Terms are a dependently typed λ-calculus: they include function abstraction, application, variables, and let-bindings.
In addition to bound variables, variables in the term language may refer to constructors, type constructors, recursors, defined constants, or opaque constants.
Constructors, type constructors, recursors, and opaque constants are not subject to substitution, while defined constants may be replaced with their definitions.
A derivation demonstrates the well-typedness of a term by explicitly indicating the precise inference rules that are used. Implicitly, well-typed terms can stand in for the derivations that demonstrate their well-typedness. Lean's type theory is explicit enough that derivations can be reconstructed from well-typed terms, which greatly reduces the overhead that would be incurred from storing a complete derivation, while still being expressive enough to represent modern research mathematics. This means that proof terms are sufficient evidence of the truth of a theorem and are amenable to independent verification.
In addition to having types, terms are also related by definitional equality. This is the mechanically-checkable relation that equates terms modulo their computational behavior. Definitional equality includes the following forms of reduction:
- β (beta)
Applying a function abstraction to an argument by substitution for the bound variable
- δ (delta)
Replacing occurrences of defined constants by the definition's value
- ι (iota)
Reduction of recursors whose targets are constructors (primitive recursion)
- ζ (zeta)
Replacement of let-bound variables by their defined values
Terms in which all possible reductions have been carried out are in normal form.
Definitional equality includes η-equivalence of functions and single-constructor inductive types.
That is, fun x => f x is definitionally equal to f, and S.mk x.f1 x.f2 is definitionally equal to x, if S is a structure with fields f1 and f2.
It also features proof irrelevance, so any two proofs of the same proposition are definitionally equal.
It is reflexive, symmetric, and a congruence.

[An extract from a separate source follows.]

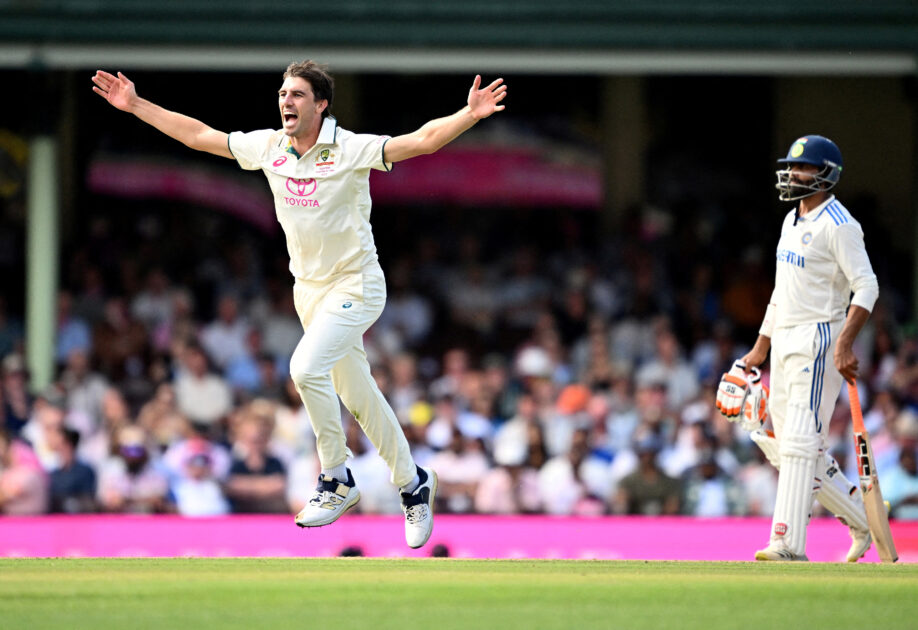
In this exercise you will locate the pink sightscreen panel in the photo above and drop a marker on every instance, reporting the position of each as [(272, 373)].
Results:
[(609, 538)]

Definitional equality is used by conversion: if two terms are definitionally equal, and a given term has one of them as its type, then it also has the other as its type. Because definitional equality includes reduction, types can result from computations over data.
Computing types
When passed a natural number, the function LengthList computes a type that corresponds to a list with precisely that many entries in it:
def LengthList (α : Type u) : Nat → Type u
| 0 => PUnit
| n + 1 => α × LengthList α n
Because Lean's tuples nest to the right, multiple nested parentheses are not needed:
example : LengthList Int 0 := ()
example : LengthList String 2 :=
("Hello", "there", ())
If the length does not match the number of entries, then the computed type will not match the term:
example : LengthList String 5 :=
("Wrong", "number", ())
application type mismatch
("number", ())
argument
()
has type
Unit : Type
but is expected to have type
LengthList String 3 : Type
The basic types in Lean are universes, function types, and type constructors of inductive types. Defined constants, applications of recursors, function application, axioms or opaque constants may additionally give types, just as they can give rise to terms in any other type.